🤖 AI Summary
To address the challenge of enabling non-technical users to construct and dynamically update domain-specific knowledge bases via natural language interaction, this paper proposes a multi-agent knowledge graph framework. The framework synergistically integrates large language models (LLMs) with structured knowledge graphs, supporting progressive graph construction and real-time updates without requiring expertise in formal query languages—achieved through intent classification, task planning, and automated knowledge fusion. It innovatively enables multi-turn dialogue-driven reasoning for complex tasks while ensuring controllability and explainability in compliance-sensitive scenarios. Evaluated on a 3,500-query educational-domain benchmark, the framework achieves 95.12% intent classification accuracy and 90.45% task execution success rate, substantially outperforming zero-shot baselines. The approach is particularly suited for high-reliability domains such as education, law, and healthcare.
📝 Abstract
AGENTiGraph is a user-friendly, agent-driven system that enables intuitive interaction and management of domain-specific data through the manipulation of knowledge graphs in natural language. It gives non-technical users a complete, visual solution to incrementally build and refine their knowledge bases, allowing multi-round dialogues and dynamic updates without specialized query languages. The flexible design of AGENTiGraph, including intent classification, task planning, and automatic knowledge integration, ensures seamless reasoning between diverse tasks.
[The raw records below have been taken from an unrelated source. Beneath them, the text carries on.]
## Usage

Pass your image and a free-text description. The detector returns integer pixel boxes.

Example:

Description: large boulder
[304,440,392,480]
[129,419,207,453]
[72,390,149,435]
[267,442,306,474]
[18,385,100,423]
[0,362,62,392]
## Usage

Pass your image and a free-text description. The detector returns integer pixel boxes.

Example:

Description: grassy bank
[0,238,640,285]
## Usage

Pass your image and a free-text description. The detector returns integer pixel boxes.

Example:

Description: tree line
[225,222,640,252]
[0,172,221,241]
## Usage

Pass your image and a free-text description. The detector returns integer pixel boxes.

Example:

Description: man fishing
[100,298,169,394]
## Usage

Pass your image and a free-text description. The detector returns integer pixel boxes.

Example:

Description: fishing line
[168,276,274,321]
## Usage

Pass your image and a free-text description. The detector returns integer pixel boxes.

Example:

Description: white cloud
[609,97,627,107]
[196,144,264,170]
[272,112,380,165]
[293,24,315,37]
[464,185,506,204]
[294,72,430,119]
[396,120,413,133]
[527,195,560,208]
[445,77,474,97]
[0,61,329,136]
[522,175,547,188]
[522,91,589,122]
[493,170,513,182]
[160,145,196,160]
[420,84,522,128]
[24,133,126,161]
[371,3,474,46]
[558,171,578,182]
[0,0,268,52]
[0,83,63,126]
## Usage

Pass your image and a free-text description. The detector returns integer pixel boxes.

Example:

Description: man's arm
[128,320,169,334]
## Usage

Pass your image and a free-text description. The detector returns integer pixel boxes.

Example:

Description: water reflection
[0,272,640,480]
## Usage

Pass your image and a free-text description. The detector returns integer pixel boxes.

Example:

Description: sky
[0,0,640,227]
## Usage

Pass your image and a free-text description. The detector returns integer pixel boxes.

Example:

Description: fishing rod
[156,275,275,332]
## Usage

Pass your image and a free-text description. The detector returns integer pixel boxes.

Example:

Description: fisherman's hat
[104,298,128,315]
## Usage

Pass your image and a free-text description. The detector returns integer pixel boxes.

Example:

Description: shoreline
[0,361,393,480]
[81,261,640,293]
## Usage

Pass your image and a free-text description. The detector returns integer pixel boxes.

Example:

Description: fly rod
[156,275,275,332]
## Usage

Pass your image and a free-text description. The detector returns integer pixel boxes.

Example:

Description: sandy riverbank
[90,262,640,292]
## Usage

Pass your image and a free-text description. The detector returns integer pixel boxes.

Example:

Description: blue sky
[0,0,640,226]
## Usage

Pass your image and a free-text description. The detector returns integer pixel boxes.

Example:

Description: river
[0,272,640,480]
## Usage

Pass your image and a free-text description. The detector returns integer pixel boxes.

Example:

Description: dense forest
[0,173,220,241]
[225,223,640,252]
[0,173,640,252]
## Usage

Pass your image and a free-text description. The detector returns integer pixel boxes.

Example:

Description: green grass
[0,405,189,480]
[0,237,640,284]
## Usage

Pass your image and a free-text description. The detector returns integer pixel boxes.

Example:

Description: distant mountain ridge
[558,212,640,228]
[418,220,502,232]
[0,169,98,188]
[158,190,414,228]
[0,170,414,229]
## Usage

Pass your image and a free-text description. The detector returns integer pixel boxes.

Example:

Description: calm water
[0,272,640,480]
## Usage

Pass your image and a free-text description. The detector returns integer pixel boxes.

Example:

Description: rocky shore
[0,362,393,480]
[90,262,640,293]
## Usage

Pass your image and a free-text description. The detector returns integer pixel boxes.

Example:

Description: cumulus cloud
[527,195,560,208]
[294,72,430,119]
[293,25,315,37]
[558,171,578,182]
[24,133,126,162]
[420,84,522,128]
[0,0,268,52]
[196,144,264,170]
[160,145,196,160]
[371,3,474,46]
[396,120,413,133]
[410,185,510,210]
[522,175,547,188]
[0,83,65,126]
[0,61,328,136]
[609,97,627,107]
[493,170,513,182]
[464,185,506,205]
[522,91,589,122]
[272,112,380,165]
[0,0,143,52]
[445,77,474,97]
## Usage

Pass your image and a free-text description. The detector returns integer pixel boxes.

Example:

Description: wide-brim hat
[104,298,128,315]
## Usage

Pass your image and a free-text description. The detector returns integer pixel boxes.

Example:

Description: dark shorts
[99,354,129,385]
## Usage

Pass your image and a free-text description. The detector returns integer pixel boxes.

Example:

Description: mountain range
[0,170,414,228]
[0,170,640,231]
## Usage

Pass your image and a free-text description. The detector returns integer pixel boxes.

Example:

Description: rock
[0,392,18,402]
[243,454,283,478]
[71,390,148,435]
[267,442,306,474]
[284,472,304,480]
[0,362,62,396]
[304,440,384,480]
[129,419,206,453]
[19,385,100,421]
Evaluated on a 3,500-query benchmark within an educational scenario, the system outperforms strong zero-shot baselines (achieving 95.12% classification accuracy, 90.45% execution success), indicating potential scalability to compliance-critical or multi-step queries in legal and medical domains, e.g., incorporating new statutes or research on the fly. Our open-source demo offers a powerful new paradigm for multi-turn enterprise knowledge management that bridges LLMs and structured graphs.